A jury convicted Rasheed on November 10, 1999, on three counts of robbery and eighteen counts of second-degree kidnapping. He was sentenced to three consecutive terms of 125 to 159 months for each robbery. The kidnapping convictions were consolidated into three judgments, each with consecutive terms of 50 to 69 months. This gave him a combined sentence of between 43 years and nine months and 57 years in prison.
Rasheed filed a motion for post-conviction relief, which was denied on July 10, 2000. His case sat dormant for many years, until 2016, when the North Carolina Center for Actual Innocence began a review of his conviction and asked the Durham County District Attorney’s Office for a transcript of Rasheed’s trial.

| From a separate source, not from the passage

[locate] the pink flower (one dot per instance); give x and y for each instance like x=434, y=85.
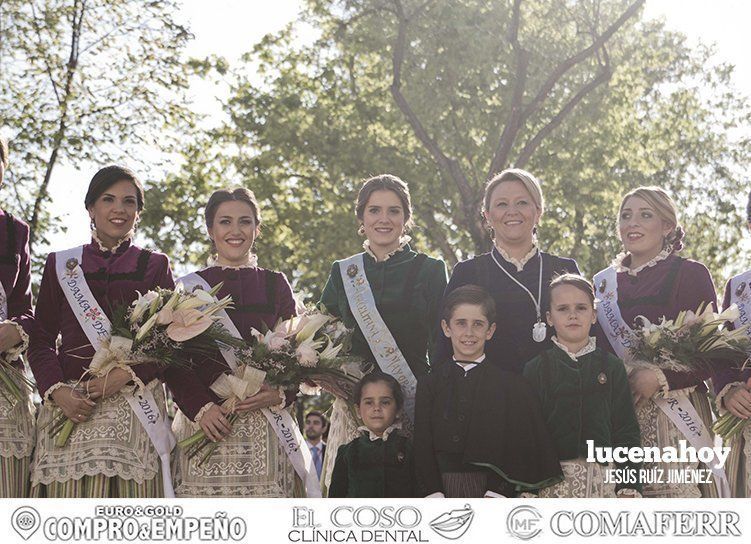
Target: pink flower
x=187, y=324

In 2018, the center entered into a memorandum of understanding with the district attorney’s office to work cooperatively in a review of several Durham County convictions.
The agreement was reaffirmed in 2019 by District Attorney Satana Deberry, who was elected in the fall of 2018.

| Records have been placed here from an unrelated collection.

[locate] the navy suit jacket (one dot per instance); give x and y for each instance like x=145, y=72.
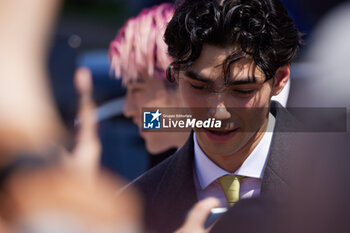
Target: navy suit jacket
x=169, y=191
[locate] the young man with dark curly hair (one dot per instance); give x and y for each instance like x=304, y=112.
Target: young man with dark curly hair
x=230, y=57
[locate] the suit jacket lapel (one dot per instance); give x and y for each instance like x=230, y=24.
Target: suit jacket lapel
x=277, y=170
x=176, y=192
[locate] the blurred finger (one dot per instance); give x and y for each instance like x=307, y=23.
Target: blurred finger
x=88, y=149
x=194, y=222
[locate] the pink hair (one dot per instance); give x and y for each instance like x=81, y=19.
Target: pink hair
x=139, y=48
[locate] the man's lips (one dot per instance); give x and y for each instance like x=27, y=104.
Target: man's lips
x=220, y=135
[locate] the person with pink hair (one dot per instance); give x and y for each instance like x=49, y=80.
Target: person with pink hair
x=139, y=56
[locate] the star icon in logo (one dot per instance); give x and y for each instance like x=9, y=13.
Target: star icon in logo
x=156, y=115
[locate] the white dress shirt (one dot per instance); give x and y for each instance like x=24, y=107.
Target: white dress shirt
x=206, y=172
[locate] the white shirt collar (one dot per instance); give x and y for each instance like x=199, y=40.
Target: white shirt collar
x=207, y=171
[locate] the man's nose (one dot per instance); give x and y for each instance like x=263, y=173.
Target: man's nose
x=221, y=112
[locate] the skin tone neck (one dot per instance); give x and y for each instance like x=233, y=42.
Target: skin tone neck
x=234, y=161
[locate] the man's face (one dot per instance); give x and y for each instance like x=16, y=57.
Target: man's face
x=241, y=102
x=150, y=92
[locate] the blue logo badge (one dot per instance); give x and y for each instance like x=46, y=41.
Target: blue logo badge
x=151, y=120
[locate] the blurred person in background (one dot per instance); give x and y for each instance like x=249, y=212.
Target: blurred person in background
x=139, y=56
x=44, y=188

On April 17, 2019, the center sent a request to the Durham County Clerk of Court asking for an inventory of the evidence in Rasheed’s case. The clerk’s office responded a month later, but the list it provided contained discrepancies for two items: the ski mask and a cash box that the prosecution said had been taken from Macaroni Grill and found at the girlfriend’s apartment. The inventory number for the cash box was the trial number used for the ski mask, but there was no corresponding offset for the mask.
The center asked for clarification, and the clerk’s office said it would look for the mask. When the office didn’t respond for several months, the center filed a motion on November 17, 2020, to locate the evidence. That same day, the clerk’s office told the center that it did not have any of the evidence. It had been destroyed in 2018, after the clerk’s office notified the district attorney’s office and an attorney named Lisa Williams, who was not Rasheed’s attorney.

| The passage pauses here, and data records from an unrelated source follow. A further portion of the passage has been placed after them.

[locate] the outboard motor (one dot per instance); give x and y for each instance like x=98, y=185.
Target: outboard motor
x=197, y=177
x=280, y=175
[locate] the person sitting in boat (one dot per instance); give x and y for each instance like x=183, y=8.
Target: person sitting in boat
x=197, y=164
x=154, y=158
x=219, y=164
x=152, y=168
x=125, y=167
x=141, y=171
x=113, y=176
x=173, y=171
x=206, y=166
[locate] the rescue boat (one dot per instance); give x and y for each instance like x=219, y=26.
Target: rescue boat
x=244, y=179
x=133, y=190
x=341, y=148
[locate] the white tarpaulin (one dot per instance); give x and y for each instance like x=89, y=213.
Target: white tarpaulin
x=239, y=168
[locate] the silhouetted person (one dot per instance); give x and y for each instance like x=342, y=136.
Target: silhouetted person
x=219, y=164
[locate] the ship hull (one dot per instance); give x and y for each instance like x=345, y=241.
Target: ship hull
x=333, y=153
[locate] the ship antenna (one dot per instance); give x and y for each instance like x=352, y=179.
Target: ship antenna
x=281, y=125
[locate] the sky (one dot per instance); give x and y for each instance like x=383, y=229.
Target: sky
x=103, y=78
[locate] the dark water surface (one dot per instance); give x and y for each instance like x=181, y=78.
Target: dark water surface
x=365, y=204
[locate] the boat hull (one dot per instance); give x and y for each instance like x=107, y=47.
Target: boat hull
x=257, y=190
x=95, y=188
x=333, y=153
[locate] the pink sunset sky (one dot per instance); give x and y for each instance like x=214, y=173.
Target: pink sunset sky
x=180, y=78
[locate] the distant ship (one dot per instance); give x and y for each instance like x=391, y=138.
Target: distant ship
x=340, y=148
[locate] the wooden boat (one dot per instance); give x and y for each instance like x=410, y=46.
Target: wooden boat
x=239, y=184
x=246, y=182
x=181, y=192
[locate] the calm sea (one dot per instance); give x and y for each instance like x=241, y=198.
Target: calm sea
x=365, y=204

On February 24, 2021, the center filed a motion to hold a hearing on the destruction of evidence and consider any relief for Rasheed.
The motion said that the clerk’s office had improperly destroyed biological evidence and failed to give Rasheed or his attorneys proper notification of its actions. The destruction deprived Rasheed of the ability to test the mask for potentially exculpatory DNA evidence, the motion said. “Moreover, the fact that the Durham DA's Office allowed the destruction of valuable forensic evidence, while fully aware that NCCAI was investigating this case, and has since been unresponsive to NCCAI communications, raises the specter of bad faith on the part of the State,” the motion said.
Separately, Messer recanted her testimony. In an affidavit dated March 17, 2021, she said that she never saw Rasheed with a large amount of cash and had no reason to believe he was involved in the robberies. “I testified because I felt threatened by the police,” she said. “The police kept telling me that Abdul had robbed over thirty restaurants and he was going to be charged federally. The police told me if I did not cooperate I would be charged as an accessory to the crimes and I would lose my children. I was pregnant at the time. I feared I would deliver my baby while in prison. I felt I had no choice other than to lie to protect myself and my children.”
On November 3, 2021, Judge Orlando Hudson of Durham County Superior Court granted a consent motion for appropriate relief. He vacated Rasheed’s convictions for the Macaroni Grill robbery, where the ski mask had been found, and dismissed the robbery and 10 kidnapping charges. The convictions tied to the other two robberies were consolidated for judgment, with a sentence range of 10 years and five months to 13 years and three months. Rasheed had already served more than 21 years in prison, and was released on November 8, 2021.
The North Carolina Center for Actual Innocence said in a statement that Rasheed maintains his innocence in all three robberies but accepted the state’s offer so he could be released from prison.